Una mancia ai “frugali”, intesa più vicina

Consiglio europeo e governo tedesco in pressing sui cosiddetti paesi frugali per arrivare a un compromesso sul Next Generation Fund (il recovery fund). Charles Michel, presidente del Consiglio Ue, quindi dell’organismo che rappresenta gli stati dell’Unione europea, nel corso dell’Ecofin ha di fatto sposato la proposta della Commissione sul Recovery Fund: 750 miliardi tra prestiti e finanziamenti a fondo perduto, pari rispettivamente a 250 miliardi e 500 miliardi. Bilanciamento che non piace allo schieramento degli stati capeggiato da Olanda e Austria. Ai frugali Michel ha concesso un’apertura sugli «sconti» sui contributi europei. Mossa apprezzata da Vienna e dall’Olanda.

All’Ecofin c’è stato un appello del ministro delle Finanze tedesco Olaf Scholz affinché si trovi un’intesa sul recovery fund già a luglio. E ha evocato il rischio che i mercati reagiscano a un mancato accordo al prossimo Consiglio europeo. «Gli operatori hanno bisogno di segnali forti da parte nostra, non possiamo non coronare di successo il nostro sforzo» di risposta alla crisi, ha detto in un chiaro messaggio ai frugali.

Il semestre europeo a guida tedesca dovrebbe quindi chiudere il piano di aiuti europei. Quelli immediati sono i prestiti Bei e i fondi Sure per gli ammortizzatori sociali che arriveranno alla fine dell’estate e che sono già stati in larga parte prenotati (100 miliardi richiesti fino ad ora). Poi c’è la nuova linea di credito del Mes, che l’Italia non vuole.
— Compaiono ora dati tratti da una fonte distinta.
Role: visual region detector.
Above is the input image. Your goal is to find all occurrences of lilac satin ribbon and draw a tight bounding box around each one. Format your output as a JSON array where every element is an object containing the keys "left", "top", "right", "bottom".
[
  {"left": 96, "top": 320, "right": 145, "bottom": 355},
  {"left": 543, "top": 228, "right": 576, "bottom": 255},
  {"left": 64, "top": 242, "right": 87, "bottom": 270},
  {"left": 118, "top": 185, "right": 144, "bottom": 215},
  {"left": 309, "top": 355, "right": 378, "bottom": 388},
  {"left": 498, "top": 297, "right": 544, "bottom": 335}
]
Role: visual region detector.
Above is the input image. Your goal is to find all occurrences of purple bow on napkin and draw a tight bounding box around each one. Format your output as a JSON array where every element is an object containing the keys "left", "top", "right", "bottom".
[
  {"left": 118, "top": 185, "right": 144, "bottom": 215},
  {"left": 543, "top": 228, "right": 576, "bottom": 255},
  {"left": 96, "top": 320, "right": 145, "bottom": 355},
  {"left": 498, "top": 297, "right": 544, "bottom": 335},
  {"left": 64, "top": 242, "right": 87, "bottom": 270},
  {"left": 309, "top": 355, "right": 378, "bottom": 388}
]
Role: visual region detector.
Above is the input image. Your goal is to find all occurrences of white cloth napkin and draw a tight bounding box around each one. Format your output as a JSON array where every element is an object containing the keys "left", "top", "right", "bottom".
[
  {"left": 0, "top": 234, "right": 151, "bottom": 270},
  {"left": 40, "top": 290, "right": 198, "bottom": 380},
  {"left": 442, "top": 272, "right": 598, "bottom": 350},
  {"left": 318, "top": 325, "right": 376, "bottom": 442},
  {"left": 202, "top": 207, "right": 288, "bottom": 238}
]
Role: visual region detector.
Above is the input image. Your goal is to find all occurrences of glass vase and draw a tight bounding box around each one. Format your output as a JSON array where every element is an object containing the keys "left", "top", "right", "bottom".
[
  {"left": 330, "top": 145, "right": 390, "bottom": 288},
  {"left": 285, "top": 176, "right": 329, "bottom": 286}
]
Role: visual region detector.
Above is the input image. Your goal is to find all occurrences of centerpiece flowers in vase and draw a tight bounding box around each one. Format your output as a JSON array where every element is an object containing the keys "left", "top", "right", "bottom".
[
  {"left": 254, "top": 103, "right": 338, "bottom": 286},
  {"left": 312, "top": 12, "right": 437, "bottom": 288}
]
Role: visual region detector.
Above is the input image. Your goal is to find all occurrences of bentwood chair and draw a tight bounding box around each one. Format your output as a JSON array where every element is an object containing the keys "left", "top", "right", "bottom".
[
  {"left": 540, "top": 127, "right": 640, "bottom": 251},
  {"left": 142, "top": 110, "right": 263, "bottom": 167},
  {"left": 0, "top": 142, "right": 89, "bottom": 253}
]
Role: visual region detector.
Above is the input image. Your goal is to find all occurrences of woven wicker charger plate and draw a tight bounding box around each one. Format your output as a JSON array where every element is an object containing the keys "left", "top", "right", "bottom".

Dall’economia italiana ieri sono arrivati alcuni segnali positivi.

A maggio la produzione industriale è aumentata del 42,1% rispetto ad aprile. Ripresa concentrata sui beni strumentali e intermedi. Segno che le aziende stanno ricostituendo le scorte. Su base annua, tuttavia, si registra una flessione del 20,3 per cento. Una ripresa parziale, quindi.

Ma molto dipende dall’andamento dell’epidemia, come ha sottolineato Bankitalia nel bollettino economico trimestrale. Se il Covid resterà «sotto controllo» in Italia e a livello globale, il Pil italiano subirà una contrazione meno grave, del 9,5%. Con nuovi focolai si potrebbe arrivare a -13%. Secondo Bankitalia «l’approvazione e l’utilizzo efficace» degli strumenti europei potrebbero contribuire alla ripresa.